Dans la mesure où Mme B… ne s’est vu accorder aucun délai de départ volontaire en vue de se conformer à l’obligation qui lui a été faite de quitter le territoire français, le préfet du Nord était tenu à assortir cette mesure d’éloignement d’une interdiction de retour sur le territoire français, sans qu’y fasse obstacle la circonstance invoquée par l’intéressée qu’elle ne représente pas une menace pour l’ordre public. Mme B… ne justifie pas avoir fixé le centre ses intérêts privés en France. Sa situation ne relève pas de circonstances humanitaires qui feraient obstacle à ce que le préfet du Nord lui interdise le retour sur le territoire français pendant la durée d’un an. Par suite, compte tenu de la durée de l’interdiction de retour sur le territoire français, le moyen tiré de l’erreur manifeste d’appréciation doit être écarté.

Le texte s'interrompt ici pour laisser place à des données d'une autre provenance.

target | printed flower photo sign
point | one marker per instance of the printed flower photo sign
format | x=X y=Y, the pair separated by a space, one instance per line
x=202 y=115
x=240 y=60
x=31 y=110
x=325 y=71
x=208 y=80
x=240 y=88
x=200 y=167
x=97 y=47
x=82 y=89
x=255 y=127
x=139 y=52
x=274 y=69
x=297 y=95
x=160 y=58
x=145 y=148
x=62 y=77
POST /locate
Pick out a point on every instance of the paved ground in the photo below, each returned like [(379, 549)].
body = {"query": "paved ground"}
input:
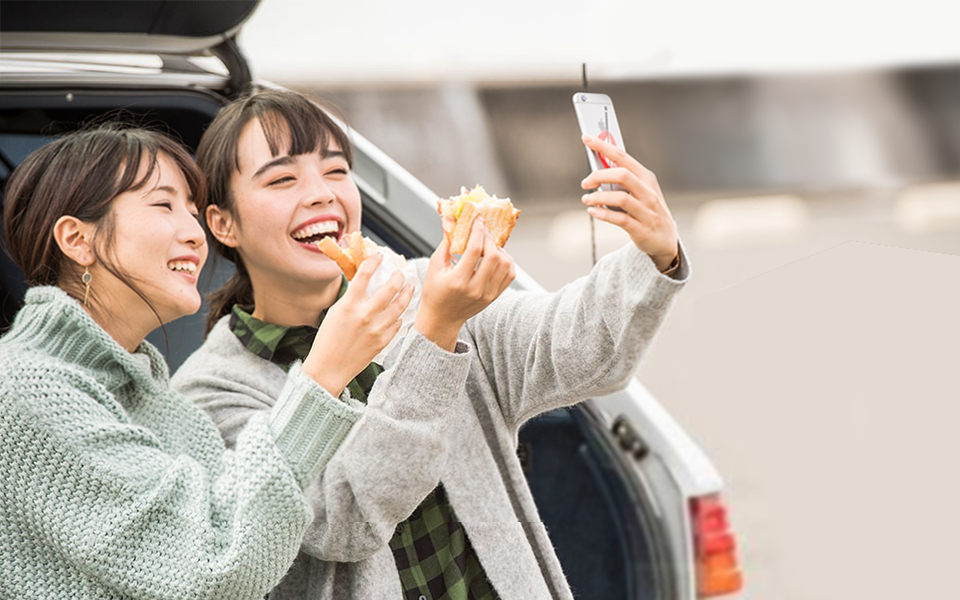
[(814, 358)]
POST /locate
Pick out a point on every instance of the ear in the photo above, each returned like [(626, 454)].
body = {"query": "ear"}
[(73, 237), (221, 224)]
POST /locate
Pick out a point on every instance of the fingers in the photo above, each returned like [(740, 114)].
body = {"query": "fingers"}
[(474, 250), (617, 155)]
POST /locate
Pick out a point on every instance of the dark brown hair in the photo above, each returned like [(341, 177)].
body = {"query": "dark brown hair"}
[(80, 175), (292, 123)]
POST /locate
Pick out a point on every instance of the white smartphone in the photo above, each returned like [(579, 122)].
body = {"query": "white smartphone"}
[(598, 119)]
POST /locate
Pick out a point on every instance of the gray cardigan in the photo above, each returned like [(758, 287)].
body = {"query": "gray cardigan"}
[(527, 353)]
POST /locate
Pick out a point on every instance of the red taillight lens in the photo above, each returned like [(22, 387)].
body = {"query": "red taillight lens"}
[(718, 571)]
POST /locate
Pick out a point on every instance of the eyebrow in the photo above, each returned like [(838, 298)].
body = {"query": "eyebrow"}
[(334, 154), (282, 161), (287, 160)]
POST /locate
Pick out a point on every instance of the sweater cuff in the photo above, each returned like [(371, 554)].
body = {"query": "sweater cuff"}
[(309, 424)]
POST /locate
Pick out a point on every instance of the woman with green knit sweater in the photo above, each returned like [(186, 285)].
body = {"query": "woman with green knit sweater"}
[(111, 484)]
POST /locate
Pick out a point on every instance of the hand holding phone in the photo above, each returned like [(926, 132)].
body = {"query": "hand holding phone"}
[(597, 119), (641, 210)]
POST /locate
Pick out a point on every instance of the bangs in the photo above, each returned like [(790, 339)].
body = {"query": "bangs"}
[(135, 156), (294, 125), (143, 150)]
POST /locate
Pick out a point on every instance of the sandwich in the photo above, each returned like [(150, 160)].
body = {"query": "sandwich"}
[(354, 250), (498, 214)]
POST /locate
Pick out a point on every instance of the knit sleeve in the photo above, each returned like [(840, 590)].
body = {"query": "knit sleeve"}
[(541, 351), (102, 502)]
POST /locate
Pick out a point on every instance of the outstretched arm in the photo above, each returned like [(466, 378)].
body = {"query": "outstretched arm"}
[(542, 351)]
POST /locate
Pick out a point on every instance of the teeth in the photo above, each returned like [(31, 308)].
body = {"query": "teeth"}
[(316, 229), (183, 266)]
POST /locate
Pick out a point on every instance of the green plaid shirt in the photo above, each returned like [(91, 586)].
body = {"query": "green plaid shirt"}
[(434, 556)]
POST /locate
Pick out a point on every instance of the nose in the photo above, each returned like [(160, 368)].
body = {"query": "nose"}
[(191, 231), (319, 192)]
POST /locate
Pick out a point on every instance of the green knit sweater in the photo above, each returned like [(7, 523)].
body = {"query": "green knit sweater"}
[(113, 486)]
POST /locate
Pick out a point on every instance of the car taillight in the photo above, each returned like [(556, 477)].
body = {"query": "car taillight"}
[(718, 571)]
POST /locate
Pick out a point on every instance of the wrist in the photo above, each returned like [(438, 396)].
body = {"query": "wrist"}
[(325, 378), (668, 262), (441, 333)]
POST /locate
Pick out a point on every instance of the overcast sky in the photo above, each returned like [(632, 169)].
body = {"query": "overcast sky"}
[(348, 41)]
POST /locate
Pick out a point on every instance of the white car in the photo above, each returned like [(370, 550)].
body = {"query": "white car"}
[(632, 505)]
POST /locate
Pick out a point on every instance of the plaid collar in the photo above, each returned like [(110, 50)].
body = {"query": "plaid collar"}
[(283, 345)]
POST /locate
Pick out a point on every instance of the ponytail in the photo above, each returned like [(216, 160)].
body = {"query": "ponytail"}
[(237, 290)]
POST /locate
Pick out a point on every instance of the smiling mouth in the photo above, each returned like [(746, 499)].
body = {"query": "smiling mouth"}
[(182, 266), (313, 233)]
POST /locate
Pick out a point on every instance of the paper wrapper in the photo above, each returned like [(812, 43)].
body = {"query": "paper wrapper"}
[(388, 356)]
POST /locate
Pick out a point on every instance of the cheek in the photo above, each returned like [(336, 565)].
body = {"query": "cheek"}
[(350, 195)]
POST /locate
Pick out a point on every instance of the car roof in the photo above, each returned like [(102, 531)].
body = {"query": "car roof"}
[(124, 43), (130, 25)]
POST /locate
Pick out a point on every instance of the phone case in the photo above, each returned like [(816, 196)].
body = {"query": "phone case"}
[(597, 118)]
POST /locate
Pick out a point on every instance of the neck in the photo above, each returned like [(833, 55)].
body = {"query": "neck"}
[(280, 305), (123, 315), (129, 328)]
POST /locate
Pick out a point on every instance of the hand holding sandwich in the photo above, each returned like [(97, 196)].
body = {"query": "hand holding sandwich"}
[(454, 292), (646, 218), (356, 328)]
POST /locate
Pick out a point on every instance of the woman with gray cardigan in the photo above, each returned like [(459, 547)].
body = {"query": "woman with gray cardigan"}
[(426, 498)]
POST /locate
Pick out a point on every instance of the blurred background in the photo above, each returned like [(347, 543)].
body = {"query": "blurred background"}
[(810, 153)]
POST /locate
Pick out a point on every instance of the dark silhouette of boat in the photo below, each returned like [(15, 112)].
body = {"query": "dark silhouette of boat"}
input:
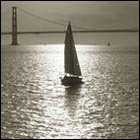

Il résulte de tout ce qui précède que les conclusions de la requête de Mme B… en annulation de l’arrêté du 21 mai 2026 doivent être rejetées, ainsi que, par voie de conséquence, ses conclusions aux fins d’injonction sous astreinte.
D E C I D E :
Article 1 : La requête de Mme B… est rejetée.
Article 2 : Le présent jugement sera notifié à Mme D… B…, Me Mukendi et au préfet du Nord.
Rendu public par mise à disposition par le greffe en audience publique le 27 mai 2026.
La magistrate désignée,
Signé :
L. FAVRE
La greffière,
Signé :
P. HIS
La République mande et ordonne au préfet du Nord en ce qui le concerne ou à tous commissaires de justice à ce requis en ce qui concerne les voies de droit commun contre les parties privées, de pourvoir à l’exécution de la présente décision.